Bu noktalarla ilgili çok az tartışma olmasına rağmen artan karbondioksite karşı gösterilen tepkinin anlamlı bir temelden mahrum olduğu ortada. Çünkü karbondioksitin iki katına çıkmasından kaynaklı ısı değişikliklerini olduğundan çok daha büyük gösteren model tahminlerinin merkezinde yer alan fizikî süreçlerde yığınla hatalar ve belirsizlikler var.

  • Politikacılar bilime müdahale ediyor
  • Tanınmış ikinci otoritemiz ise emekli profesör Judith Curry. Georgia Teknoloji Enstitüsü Yer ve Atmosfer Bilimleri Okulu başkanı da olan Prof. Curry’in doktorası Chicago Üniversitesi Jeofizik Bilimleri alanında. Curry, 15 Haziran 2015'te İngiliz Lordlar Kamarası'nda “ABD'de iklim tartışmasının durumu” başlıklı bir konuşma yapmış ve üç temel ilke üzerinde "yaygın bir fikir birliğinin bulunduğunu" söylemişti.
  • Bu üç temel ilke "Yüzey sıcaklıkları 1880'den bu yana artmaktadır. İnsanlar atmosfere karbondioksit eklemektedirler. Karbondioksit ve diğer sera gazları gezegen üzerinde ısınma etkisi yaratmaktadır. Buna karşın bu temel bilgilerin etkileri hususunda “ciddi anlaşmazlıklar var" diyor Prof. Curry.
  • 1950'den bu yana yaşanan ısınmaya insan nedenlerinin hâkim olup olmadığı, 21. yüzyılda gezegenin ne kadar ısınacağı ve ısınmanın 'tehlikeli' olup olmadığı, CO2 emisyonlarını radikal bir şekilde azaltmaya gücümüzün yetip yetmeyeceği, azaltmanın iklimi iyileştirip iyileştirmeyeceği ve modeller ve gözlemler arasında artan farklılıkların etkileri hususlarında fazlasıyla belirsizlikler var.

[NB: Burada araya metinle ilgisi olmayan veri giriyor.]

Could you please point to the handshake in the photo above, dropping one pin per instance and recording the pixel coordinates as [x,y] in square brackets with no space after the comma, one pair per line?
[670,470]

  • Bunların ışığında Prof. Curry, mesela iklim modelleri sera etkisine karşı çok mu hassas? Doğal iklim değişkenliğinin modellenmiş tedavisi yetersiz mi? Ve 21. yüzyılın ısınmasına ilişkin iklim modeli tahminleri çok mu yüksek gibi son derece basit sorularına dahi cevap bulamıyor. Prof. Curry, anketlerin çoğu bilim insanının IPCC'nin iddialarını kabul ettiğini gösterdiğini gözlemledikten sonra şunları söylüyor:
  • "Bununla birlikte, büyük miktarda belirsizlik devam ediyor ve anlaşmazlıkların sürdüğü epey alan var.” Peki, bilim adamları neden bu alanlarda aynı fikirde buluşmak için çabalamıyorlar da anlaşmamakta ısrar ediyorlar? Bunun için beş olası neden sayıyor Prof. Curry.
  • - Yetersiz gözlem delili,
  • - Farklı delillerin değeri konusunda anlaşmazlık,
  • - Delillerin kabulü ve değerlendirilmesi için uygun mantıkî çerçeve konusunda anlaşmazlık,
  • - Belirsizlik ve bilgisizlik alanlarının değerlendirilmesinden kaçınma,
  • - Bilimin siyasallaşması yani politikacıların bilimi istedikleri yönde hareket ettiriyor olmaları.
  • Bütün bunlar bilimsel belirsizliklerin çözülmemesi için özel çaba harcandığına işaret ediyor.
  • İklim değişimlerini anlamak için hâlâ yapılması gereken çok iş olduğunu söyleyen Lindzen ve Curry gib yüzlerce ilim adamının karşısında özellikle sermayenin ve politikanın etkisine girmiş bir taraf, bilimsel teori özelliği dahi olmayan bir yalanda ısrarcılığını sürdürüyor. İklimler konusunda hâlihazırdaki bilginin çok yetersiz olduğuna aldırış etmeden, şimdiden hepimizi karbon vergisi gibi garabet bir vergiyi ödemeye mecbur bırakıyorlar. Bu öyle basit bir vergi değil. Çok ciddi bir sonu başlatacak. Öyle ki bir sonraki neslin her seferinde “her şey karbon vergisiyle başladı” diye dertlenmeye başlayacağından emin olabilirsiniz.